Was damals (von Max Kalbeck) als Verriss gemeint war, dürfte in unserer Zeit viel eher als Attraktion gelten: Wie „entirisch“ muss ein Kammermusikwerk klingen, dem solche Eigenschaften zugeschrieben werden? Die Probe aufs Exempel kann das Brucknerfest-Publikum am 198. Geburtstag in Ansfelden machen, bei „Happy Birthday, Anton!“ am 4. September, mit dem casalQuartett und dem Bratschisten Nils Mönkemeyer als höchst willkommenem, unerlässlichem fünften Rad am Quintettwagen. Nach der Pause ist dann mitzuerleben, wie der fast vergessene, aber große Heinrich Kaminski inmitten des Ersten Weltkriegs mit Bruckner als Vorbild ein fis-Moll-Quintett schuf: Als „Offenbarung eines jungen Genies, durch die sich der Blick in neues Land öffnet“, wurde das Stück gefeiert – und kein Geringerer als Bruno Walter zählte zu den Gratulanten der umjubelten Uraufführung. Und so wie der Schauplatz, die sehenswerte Pfarrkirche Ansfelden, in der Bausubstanz diverse frühere Epochen mit einschließt, berufen sich Kaminski wie Bruckner nicht zuletzt auf den späten Beethoven.

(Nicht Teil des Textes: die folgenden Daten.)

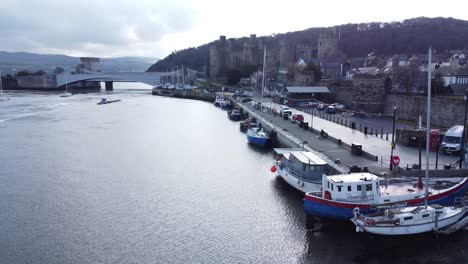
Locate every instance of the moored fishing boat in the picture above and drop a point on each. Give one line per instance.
(235, 115)
(219, 99)
(301, 169)
(257, 136)
(247, 123)
(342, 193)
(408, 220)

Dieses Zusammenwirken von Zeiten und Stilen setzt sich exemplarisch am 18. September im Alten Dom zu Linz fort, wo der Tenebrae Choir ein erhebendes Programm darbietet. Das vor rund 20 Jahren von Nigel Short gegründete und geleitete britische Vokalensemble zählt zur internationalen Spitze dessen, was der A-cappella-Gesang zu bieten hat. Die Gäste aus London setzen Bruckners großartige Motetten mit wenig bekannten Glanzstücken späterer Epochen in Beziehung, komponiert von Kaminski und Paul Hindemith.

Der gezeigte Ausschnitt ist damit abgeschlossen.